Climate exerts a strong influence on tree diameter growth patterns across the Navajo forest. Growth is mostly limited by the availability of moisture in this semi-arid landscape, meaning that precipitation deficits and warmer conditions reduce productivity. The most climatically sensitive trees are on the Defiance Plateau, where there there is relatively reduced precipitation and higher temperatures than in the Chuska Mountains. Lower elevation trees are highly adapted to drought, slowing or stopping their growth during the driest years and rapidly recovering in wetter years. Trees on top of the Chuska Mountains experience greater precipitation levels and lower temperatures than their lower-elevation counterparts. The wetter/cooler conditions of the Chuskas buffered drought effects over the 20th century, and trees maintained high growth rates through drought. Since the mid-1980s, however, increased temperatures and more variable precipitation appear to be changing the growth patterns of upper-elevation trees. Both ponderosa pine and Douglas-fir in the Chuska Mountains now have greater sensitivity to climate. Their response to dry years is now more like the mid-elevation trees, but they may be less adapted to drought. These changing growth patterns signal the arrival of climate change to the mountain top. With more limited moisture availability on average, future droughts could affect a broader area of the forest than it did historically. This increases the vulnerability of more of the forested landscape to drought and associated disturbances.

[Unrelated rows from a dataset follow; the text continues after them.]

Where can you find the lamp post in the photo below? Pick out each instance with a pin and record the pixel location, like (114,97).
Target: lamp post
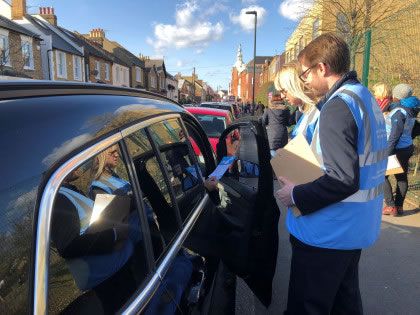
(255,45)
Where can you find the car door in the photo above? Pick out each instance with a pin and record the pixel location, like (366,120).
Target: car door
(241,226)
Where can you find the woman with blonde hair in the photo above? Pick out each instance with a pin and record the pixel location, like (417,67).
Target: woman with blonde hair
(383,95)
(297,94)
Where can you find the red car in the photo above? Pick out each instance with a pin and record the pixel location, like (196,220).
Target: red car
(214,122)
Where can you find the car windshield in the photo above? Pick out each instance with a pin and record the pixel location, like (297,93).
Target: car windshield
(213,125)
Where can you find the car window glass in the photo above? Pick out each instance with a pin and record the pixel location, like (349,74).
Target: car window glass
(161,215)
(97,258)
(212,125)
(179,164)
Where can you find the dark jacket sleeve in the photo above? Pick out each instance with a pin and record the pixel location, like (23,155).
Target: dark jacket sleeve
(397,123)
(265,118)
(338,134)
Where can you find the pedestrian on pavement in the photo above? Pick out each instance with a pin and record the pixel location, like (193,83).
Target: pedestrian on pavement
(276,118)
(259,109)
(382,93)
(340,212)
(297,94)
(399,125)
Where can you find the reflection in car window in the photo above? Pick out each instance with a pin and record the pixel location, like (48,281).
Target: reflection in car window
(160,212)
(96,239)
(212,125)
(174,148)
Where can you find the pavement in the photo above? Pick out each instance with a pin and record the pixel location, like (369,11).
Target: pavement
(389,270)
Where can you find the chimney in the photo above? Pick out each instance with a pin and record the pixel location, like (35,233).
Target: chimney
(48,14)
(97,35)
(18,9)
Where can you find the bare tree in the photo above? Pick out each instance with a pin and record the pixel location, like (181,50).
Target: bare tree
(351,19)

Rates of tree mortality across the Navajo forests have increased over the last 20 years, but remain below regional levels. Continuous Forest Inventory (CFI) plots throughout the Navajo forest show an average mortality rate of 0.36% per year from 1974 to 2015 (1 out of every 400 trees died). During the 2004-2015, it was 0.59% per year. What’s more, over the last 35 years the percent of plots with dead trees increased from less than 35% to over 50%. Aerial surveys of forest health and disease conducted by the USDA Forest Service showed that some of this increase is attributable to the extreme drought years of 2002-2003, when 140,000 acres (23%) of the forested area had high mortality. Most mortality during the 2002 drought was caused by bark beetles taking advantage of the drought-stressed trees. Tree mortality recorded in CFI plots is largely centered in the Chuska Mountains, where it is probable that decreasing available moisture, due to increased competition and drought, is contributing to tree mortality. As the upper-elevation forests respond to increasing drought stress, mortality levels may stay relatively high, or continue to increase. These trends underscore the need for future monitoring for climate change impacts through CFI plot inventories, aerial surveys, and by other means.

Management to return historically frequent, low-severity fire and associated less-dense forest structure would be ecologically beneficial and likely reduce the vulnerability of ponderosa pine forests of the Navajo Nation to climate change. It would provide resilience to the forests to withstand worsening future disturbances such as high-severity fire, drought stress, and insect outbreaks. Various strategies of adaptive forest restoration are well documented and tested, and are being applied across the Southwest. This report details some of the primary sources of climate change vulnerabilities and can thus be used to set priorities on where and what management actions can be taken.